Hello Everyone
I have a bug check (alas, at customer) in the network stack, which is easily
identified as a stack overflow, but the stack is something the like of which
I’ve never encountered before in his space. I was wondering if any of the
NDIS gurus here have seen the like and would be kind enough to show some
signposts.
To set the stage a little, the adapter is an HP NC 375i (quad port, as it
happens) which is NetXen/QLogin chipset. The windows version is Server 2008
R2. The NDIS 6 adapter miniport driver is hpnd6x64, above which we have
(mine) NDIS 5 IM Filter NfPktFltr (child of passthru). We also have a couple
of NDIS 6 LWF in the picture - wfplwf and pacer.
So what happened here?
Well, (mine) NDIS 5 IM filter NfPktFltr QueryInformationHandler() has been
called, and has returned, after calling NDisRequest() as usual to pass the
request on down to the lower miniport.

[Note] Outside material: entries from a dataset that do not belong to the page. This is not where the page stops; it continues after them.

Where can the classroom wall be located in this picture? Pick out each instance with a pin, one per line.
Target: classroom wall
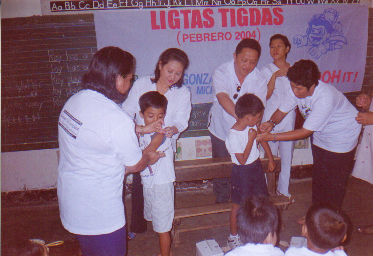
(37, 169)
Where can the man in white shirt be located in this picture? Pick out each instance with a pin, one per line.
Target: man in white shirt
(330, 118)
(230, 81)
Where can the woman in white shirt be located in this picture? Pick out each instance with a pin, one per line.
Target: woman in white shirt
(98, 146)
(167, 80)
(278, 84)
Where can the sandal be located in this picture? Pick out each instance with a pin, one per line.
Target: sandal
(366, 230)
(289, 196)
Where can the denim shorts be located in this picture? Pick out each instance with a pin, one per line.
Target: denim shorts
(246, 181)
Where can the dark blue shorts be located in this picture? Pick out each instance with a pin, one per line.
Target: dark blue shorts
(112, 244)
(246, 181)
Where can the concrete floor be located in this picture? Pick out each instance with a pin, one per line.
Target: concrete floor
(42, 222)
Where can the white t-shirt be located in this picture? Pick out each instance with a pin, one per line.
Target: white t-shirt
(303, 251)
(97, 139)
(236, 142)
(256, 250)
(178, 107)
(330, 115)
(225, 80)
(282, 85)
(162, 171)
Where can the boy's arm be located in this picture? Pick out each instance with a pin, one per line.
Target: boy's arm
(155, 143)
(268, 151)
(242, 157)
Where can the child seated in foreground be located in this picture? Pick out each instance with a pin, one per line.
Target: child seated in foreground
(257, 223)
(247, 178)
(158, 179)
(325, 230)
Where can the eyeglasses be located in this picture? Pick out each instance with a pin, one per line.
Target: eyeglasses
(238, 90)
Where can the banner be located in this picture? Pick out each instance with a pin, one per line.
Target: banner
(333, 36)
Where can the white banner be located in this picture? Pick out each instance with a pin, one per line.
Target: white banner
(334, 36)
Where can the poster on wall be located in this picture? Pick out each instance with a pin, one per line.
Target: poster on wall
(333, 36)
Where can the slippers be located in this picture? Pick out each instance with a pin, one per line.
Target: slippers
(131, 236)
(302, 220)
(366, 230)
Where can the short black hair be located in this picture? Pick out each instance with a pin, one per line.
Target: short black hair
(284, 39)
(305, 73)
(256, 219)
(153, 99)
(169, 55)
(326, 226)
(249, 43)
(105, 66)
(248, 104)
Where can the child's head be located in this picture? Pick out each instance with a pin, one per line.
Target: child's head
(153, 106)
(249, 105)
(325, 226)
(257, 221)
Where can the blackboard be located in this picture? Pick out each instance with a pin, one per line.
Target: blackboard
(43, 60)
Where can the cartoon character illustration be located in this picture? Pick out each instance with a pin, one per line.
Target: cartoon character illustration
(324, 34)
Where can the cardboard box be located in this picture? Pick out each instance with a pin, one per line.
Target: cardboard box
(208, 248)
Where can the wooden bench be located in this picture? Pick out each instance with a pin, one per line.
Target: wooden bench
(211, 168)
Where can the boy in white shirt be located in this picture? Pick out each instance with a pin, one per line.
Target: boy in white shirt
(257, 223)
(247, 178)
(158, 178)
(325, 230)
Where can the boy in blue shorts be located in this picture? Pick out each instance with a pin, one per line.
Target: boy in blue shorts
(247, 178)
(158, 178)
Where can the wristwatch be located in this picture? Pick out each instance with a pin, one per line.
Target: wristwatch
(273, 122)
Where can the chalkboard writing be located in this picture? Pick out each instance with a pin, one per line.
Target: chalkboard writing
(43, 60)
(198, 120)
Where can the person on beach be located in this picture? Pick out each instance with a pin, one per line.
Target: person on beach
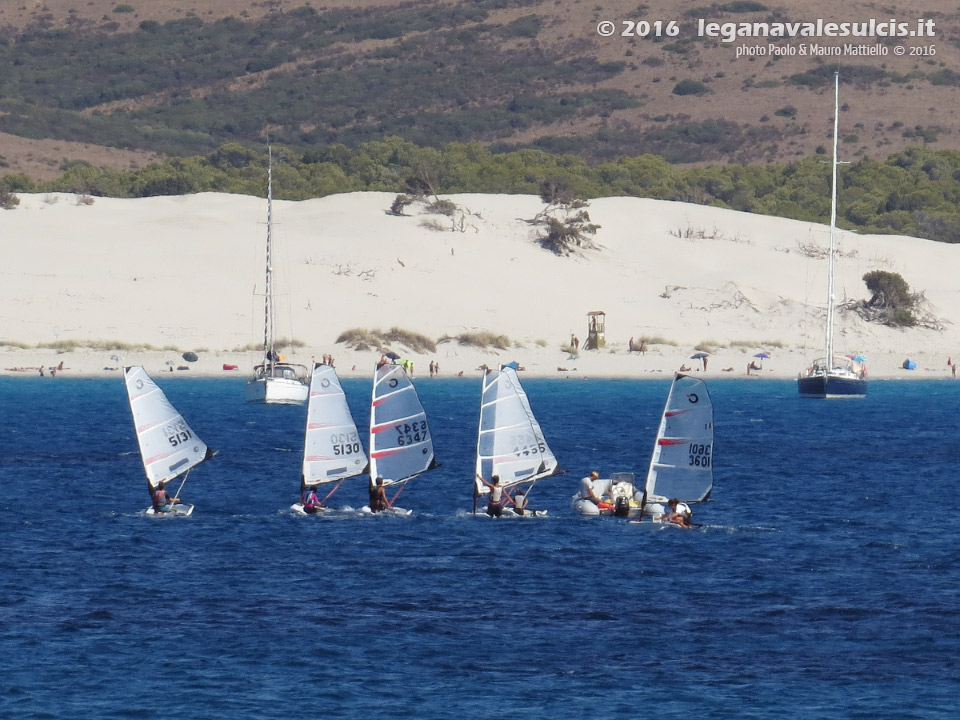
(378, 497)
(680, 513)
(162, 502)
(586, 488)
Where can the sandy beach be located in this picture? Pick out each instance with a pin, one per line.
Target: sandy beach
(96, 286)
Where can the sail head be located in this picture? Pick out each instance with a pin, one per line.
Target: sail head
(332, 450)
(681, 465)
(168, 445)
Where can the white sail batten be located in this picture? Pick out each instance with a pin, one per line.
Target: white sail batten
(510, 443)
(682, 462)
(401, 445)
(168, 446)
(332, 450)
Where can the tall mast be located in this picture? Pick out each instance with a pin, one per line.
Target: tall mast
(831, 300)
(268, 296)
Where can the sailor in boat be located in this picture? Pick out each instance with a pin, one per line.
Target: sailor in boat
(308, 498)
(586, 488)
(162, 502)
(520, 502)
(680, 513)
(378, 497)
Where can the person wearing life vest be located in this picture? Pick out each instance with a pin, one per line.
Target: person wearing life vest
(378, 497)
(162, 502)
(520, 502)
(680, 513)
(308, 498)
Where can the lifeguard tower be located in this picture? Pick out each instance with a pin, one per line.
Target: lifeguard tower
(596, 322)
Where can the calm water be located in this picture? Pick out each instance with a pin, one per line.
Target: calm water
(825, 584)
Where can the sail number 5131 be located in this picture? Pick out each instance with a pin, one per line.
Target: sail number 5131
(700, 455)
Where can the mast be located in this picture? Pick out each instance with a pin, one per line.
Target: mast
(268, 311)
(831, 300)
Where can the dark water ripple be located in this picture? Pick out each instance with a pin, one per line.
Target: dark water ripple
(824, 583)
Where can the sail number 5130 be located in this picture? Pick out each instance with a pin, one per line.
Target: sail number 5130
(700, 455)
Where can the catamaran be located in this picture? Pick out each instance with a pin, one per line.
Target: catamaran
(833, 376)
(332, 451)
(401, 446)
(168, 447)
(274, 381)
(510, 443)
(681, 465)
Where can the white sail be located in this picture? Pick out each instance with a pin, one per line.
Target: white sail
(401, 445)
(332, 449)
(682, 463)
(510, 443)
(168, 447)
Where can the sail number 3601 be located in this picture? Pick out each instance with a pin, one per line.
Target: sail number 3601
(345, 443)
(411, 433)
(700, 455)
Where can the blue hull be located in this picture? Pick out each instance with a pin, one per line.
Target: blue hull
(831, 386)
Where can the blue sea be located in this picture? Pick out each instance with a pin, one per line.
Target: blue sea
(824, 582)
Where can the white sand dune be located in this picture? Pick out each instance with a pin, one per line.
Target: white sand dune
(187, 273)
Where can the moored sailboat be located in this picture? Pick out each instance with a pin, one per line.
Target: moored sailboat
(168, 446)
(274, 381)
(832, 375)
(401, 445)
(332, 451)
(510, 444)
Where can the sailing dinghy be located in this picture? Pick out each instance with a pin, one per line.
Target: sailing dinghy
(401, 445)
(510, 443)
(274, 381)
(681, 465)
(168, 447)
(332, 451)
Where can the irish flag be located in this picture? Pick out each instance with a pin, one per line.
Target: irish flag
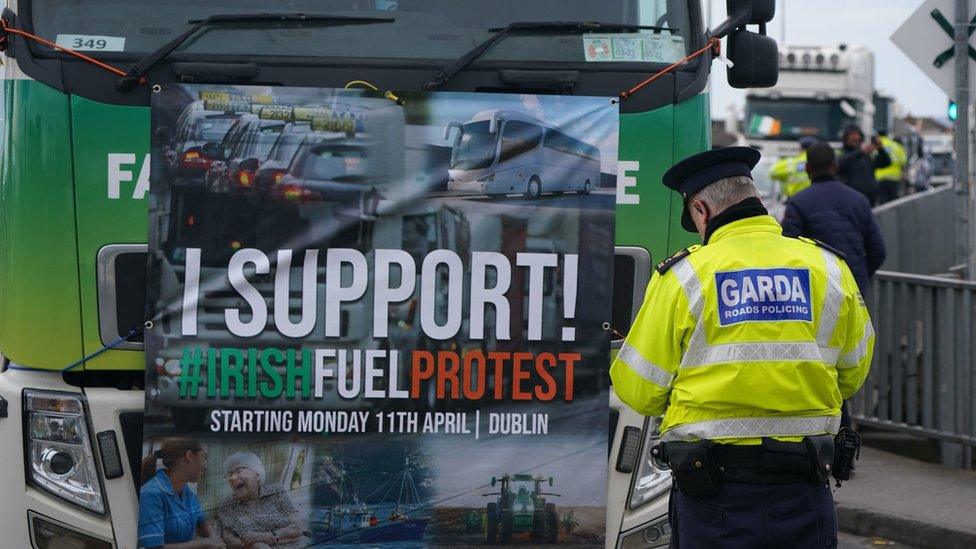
(764, 125)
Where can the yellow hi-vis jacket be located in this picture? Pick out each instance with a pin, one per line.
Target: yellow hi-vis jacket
(791, 172)
(899, 158)
(752, 335)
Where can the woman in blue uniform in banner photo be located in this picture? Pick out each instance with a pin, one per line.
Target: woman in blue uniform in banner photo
(170, 516)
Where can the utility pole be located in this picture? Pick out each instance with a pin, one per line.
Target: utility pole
(964, 196)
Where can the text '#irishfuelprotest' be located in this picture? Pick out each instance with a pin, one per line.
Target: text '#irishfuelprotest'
(273, 373)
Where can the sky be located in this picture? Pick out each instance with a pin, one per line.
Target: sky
(867, 23)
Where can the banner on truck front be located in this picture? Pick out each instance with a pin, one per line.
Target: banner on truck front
(377, 321)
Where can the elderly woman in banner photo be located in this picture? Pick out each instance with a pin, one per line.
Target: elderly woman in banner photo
(170, 516)
(257, 515)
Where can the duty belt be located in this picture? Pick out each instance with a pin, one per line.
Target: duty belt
(700, 467)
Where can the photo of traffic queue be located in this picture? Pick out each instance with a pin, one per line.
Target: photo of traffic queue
(315, 169)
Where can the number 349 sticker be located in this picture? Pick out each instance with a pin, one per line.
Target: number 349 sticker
(87, 42)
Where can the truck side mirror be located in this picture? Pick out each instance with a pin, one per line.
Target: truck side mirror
(758, 12)
(755, 59)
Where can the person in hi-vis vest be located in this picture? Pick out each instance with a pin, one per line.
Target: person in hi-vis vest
(747, 345)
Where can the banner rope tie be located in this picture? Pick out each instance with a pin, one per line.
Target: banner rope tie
(387, 94)
(145, 326)
(6, 29)
(714, 45)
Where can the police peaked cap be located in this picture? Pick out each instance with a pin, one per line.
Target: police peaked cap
(701, 170)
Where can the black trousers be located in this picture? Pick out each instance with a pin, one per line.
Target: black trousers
(754, 516)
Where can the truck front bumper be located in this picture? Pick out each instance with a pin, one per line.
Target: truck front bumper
(33, 518)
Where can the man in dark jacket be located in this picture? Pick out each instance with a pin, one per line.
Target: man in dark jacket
(836, 215)
(858, 160)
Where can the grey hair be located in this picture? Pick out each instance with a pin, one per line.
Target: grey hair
(245, 459)
(726, 192)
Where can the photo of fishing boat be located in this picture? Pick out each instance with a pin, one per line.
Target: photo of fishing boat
(393, 512)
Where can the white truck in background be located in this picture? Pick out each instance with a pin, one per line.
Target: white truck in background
(821, 90)
(941, 147)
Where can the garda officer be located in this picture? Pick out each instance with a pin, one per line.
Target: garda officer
(890, 177)
(747, 345)
(791, 171)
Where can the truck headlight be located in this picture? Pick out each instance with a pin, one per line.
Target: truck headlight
(655, 534)
(650, 480)
(59, 449)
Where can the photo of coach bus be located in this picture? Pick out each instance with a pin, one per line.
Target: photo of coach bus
(505, 152)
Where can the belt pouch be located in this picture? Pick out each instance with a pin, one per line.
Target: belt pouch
(694, 468)
(783, 459)
(821, 451)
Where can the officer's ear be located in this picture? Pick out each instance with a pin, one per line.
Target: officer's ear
(700, 208)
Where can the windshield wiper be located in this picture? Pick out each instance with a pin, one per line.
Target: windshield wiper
(531, 27)
(136, 71)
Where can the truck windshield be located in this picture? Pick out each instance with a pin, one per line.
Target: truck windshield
(423, 29)
(476, 149)
(789, 119)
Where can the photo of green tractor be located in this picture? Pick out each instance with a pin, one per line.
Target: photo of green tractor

The request seems to have been given
to a system worker thread, and the errant stack is that of the system worker
thread. The business starts with ndisDoOidRequests(), which calls
ndisMDoOidRequest(), which in turn calls NDIS 6 MP hpnd6x64
OidRequestHandler(). Everything as expected up to here.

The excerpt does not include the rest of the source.